Based on above-described embodiment, the present invention also provides a kind of management system of cloud terminal, this cloud terminal includes a large amount of servers, and server can store the data of client, wherein need to be encrypted to ensure that data are not arbitrarily accessed to these data, and ensure the fail safe of data, this management system is provided with the Verification System of cloud terminal data access, for ensureing the fail safe of data access, basically identical described in the concrete structure of this Verification System and operation principle and above-described embodiment, specifically with reference to above-described embodiment, can repeat no more herein.
In sum, the authentication method of a kind of cloud terminal data access of the present invention, system and cloud terminal, double secret key is used to carry out data encryption and deciphering, when having detected request of data, analyze this request of data and whether carry key, to carry out identity verification to data visitor, the key (private key or PKI) when this request of data is carried, this data access person is normal visitor, granted access is carried out to it, when this access request does not carry key, its data access person is unauthorized access, refuse its access request, data encryption and deciphering is carried out owing to using double secret key, the fail safe of data can be ensured.So the present invention effectively overcomes various shortcoming of the prior art and tool high industrial utilization.
Above-described embodiment is illustrative principle of the present invention and effect thereof only, but not for limiting the present invention.Any person skilled in the art scholar all without prejudice under spirit of the present invention and category, can modify above-described embodiment or changes.Therefore, such as have in art usually know the knowledgeable do not depart from complete under disclosed spirit and technological thought all equivalence modify or change, must be contained by claim of the present invention.
Claims (10)
1. an authentication method for cloud terminal data access, it is characterized in that, described authentication method comprises the following steps:
The access request of S1, the person that detects data access, sends alarm to corresponding client;
S2, analyze the access rights of described data access person according to described access request, corresponding operating is performed according to analysis result, when described access request carries private key or the PKI of cipher key pair, confirm that this access mode is for normal access, authorizes described data access person to conduct interviews.
2. authentication method according to claim 1, is characterized in that: described step S1 specifically comprises:
S11, the identity information of client user is converted into digital code, form described double secret key, described double secret key comprises the private key of PKI and correspondence;
S12, to be encrypted based on the data of described double secret key to described client, to obtain enciphered data;
The access request of S13, the person that detects data access, sends alarm based on this access request to corresponding client.

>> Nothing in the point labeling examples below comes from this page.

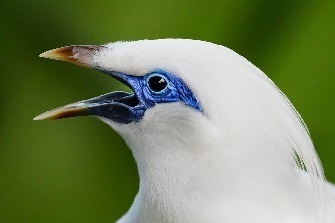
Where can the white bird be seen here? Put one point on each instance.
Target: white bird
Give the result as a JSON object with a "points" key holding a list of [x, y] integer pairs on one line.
{"points": [[214, 139]]}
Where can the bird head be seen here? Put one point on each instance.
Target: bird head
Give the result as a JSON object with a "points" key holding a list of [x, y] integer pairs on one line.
{"points": [[198, 112]]}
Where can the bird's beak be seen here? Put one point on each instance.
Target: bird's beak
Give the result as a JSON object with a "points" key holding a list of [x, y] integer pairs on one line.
{"points": [[117, 106], [80, 55]]}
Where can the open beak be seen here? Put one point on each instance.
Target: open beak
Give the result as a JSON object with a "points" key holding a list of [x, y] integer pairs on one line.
{"points": [[118, 106]]}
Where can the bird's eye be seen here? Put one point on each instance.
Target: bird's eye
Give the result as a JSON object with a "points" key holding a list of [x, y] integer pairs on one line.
{"points": [[157, 83]]}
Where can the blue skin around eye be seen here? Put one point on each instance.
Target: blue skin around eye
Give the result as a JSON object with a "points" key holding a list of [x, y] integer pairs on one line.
{"points": [[175, 91]]}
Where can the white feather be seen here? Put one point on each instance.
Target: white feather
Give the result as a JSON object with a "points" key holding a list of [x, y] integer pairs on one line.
{"points": [[238, 162]]}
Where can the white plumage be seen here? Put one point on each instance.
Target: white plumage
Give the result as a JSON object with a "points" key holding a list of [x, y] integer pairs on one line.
{"points": [[246, 157]]}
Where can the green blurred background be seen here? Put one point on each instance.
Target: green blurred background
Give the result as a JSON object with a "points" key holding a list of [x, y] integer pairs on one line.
{"points": [[79, 170]]}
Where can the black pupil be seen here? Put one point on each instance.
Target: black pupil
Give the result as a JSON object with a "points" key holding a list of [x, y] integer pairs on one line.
{"points": [[157, 83]]}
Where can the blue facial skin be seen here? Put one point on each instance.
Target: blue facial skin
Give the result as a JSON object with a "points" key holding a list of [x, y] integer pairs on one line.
{"points": [[151, 89]]}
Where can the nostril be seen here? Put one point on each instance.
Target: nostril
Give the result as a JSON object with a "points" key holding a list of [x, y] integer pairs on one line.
{"points": [[130, 100]]}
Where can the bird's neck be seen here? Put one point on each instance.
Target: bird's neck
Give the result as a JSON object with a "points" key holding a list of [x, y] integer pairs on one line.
{"points": [[177, 185]]}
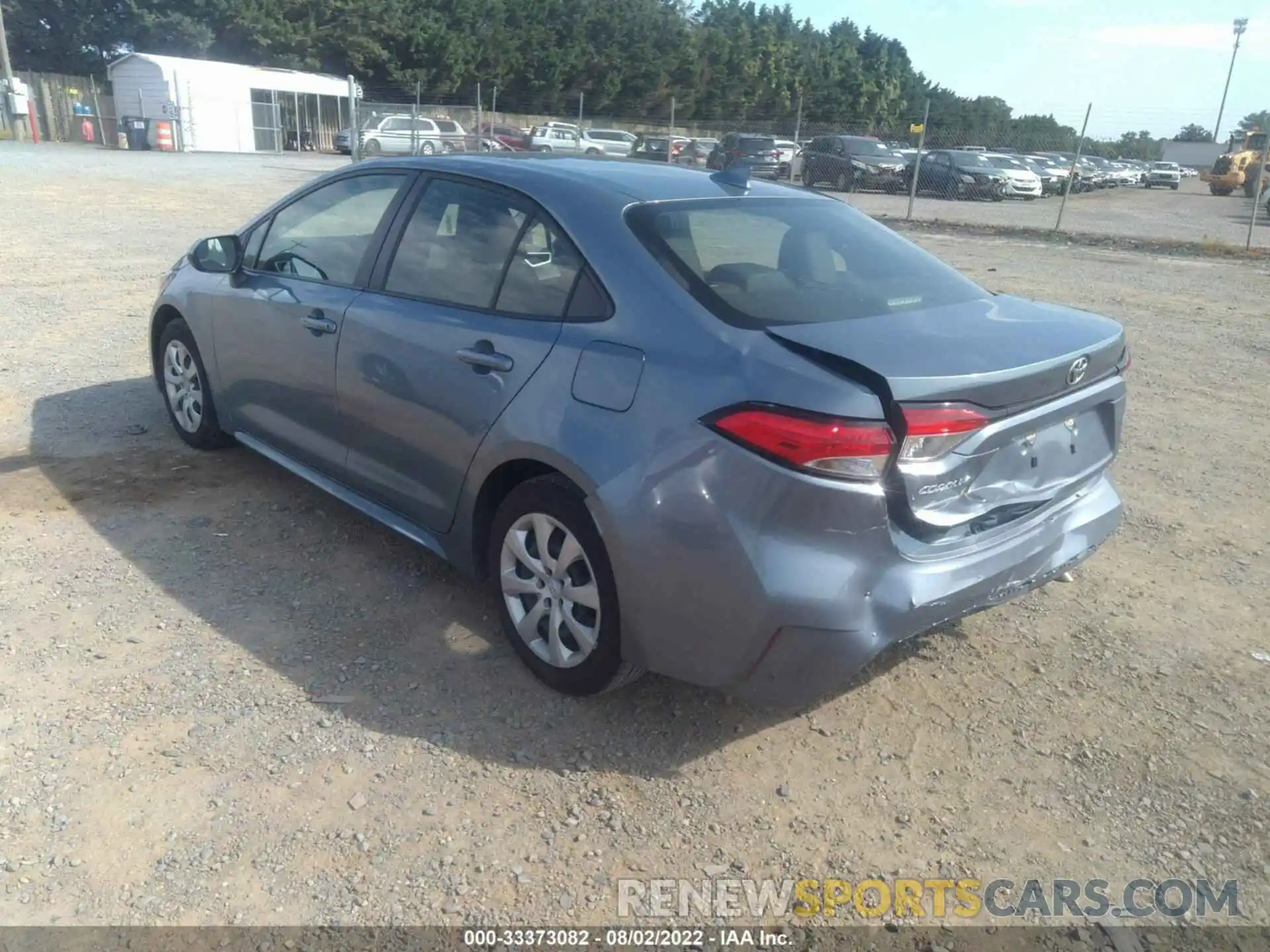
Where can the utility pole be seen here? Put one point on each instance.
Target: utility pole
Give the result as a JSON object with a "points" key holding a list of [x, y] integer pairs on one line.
{"points": [[15, 120], [1071, 172], [669, 139], [1241, 27], [917, 163]]}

3. authentication method according to claim 2, is characterized in that: described step S12 is specially: be encrypted described data according to described PKI, obtains enciphered data;
Described step S2 specifically comprises:
S21, analyze described access request, judge whether described access request carries described private key, when judged result is yes, confirms as normal access, forward step S22 to, otherwise confirm as unauthorized access, forward step S23 to;
S22, described data access person to be authorized, allow described data access person to carry out data access;
S23, refuse the access request of this data access person.
4. authentication method according to claim 1, is characterized in that: described step S12 is specially: be encrypted described data according to described private key, obtains enciphered data;
Described step S2 specifically comprises:
S81, analyze described access request, judge whether described access request carries described PKI, when judged result is yes, confirms as normal access, forward step S82 to, otherwise confirm as unauthorized access, forward step S83 to;
S82, described data access person to be authorized, allow described data access person to carry out data access;
S83, refuse the access request of described data access person.
5. the authentication method according to claim 3 or 4, is characterized in that: described in forbid to described data access person access request step after, also comprise:
The visit information of described data access person is stored.
6. a Verification System for cloud terminal data access, is characterized in that: described Verification System comprises:
Detecting module, for the detecting real-time person that whether has data access to the data access of the server of cloud terminal, when the access request of the person that detects data access, sends alarm to corresponding client;
The access control module be connected with described detecting module, for analyzing the access rights of described data access person according to described access request, corresponding operating is performed according to analysis result, when described access request carries private key or the PKI of cipher key pair, confirm that this access mode is for normal access, authorizes described data access person to conduct interviews.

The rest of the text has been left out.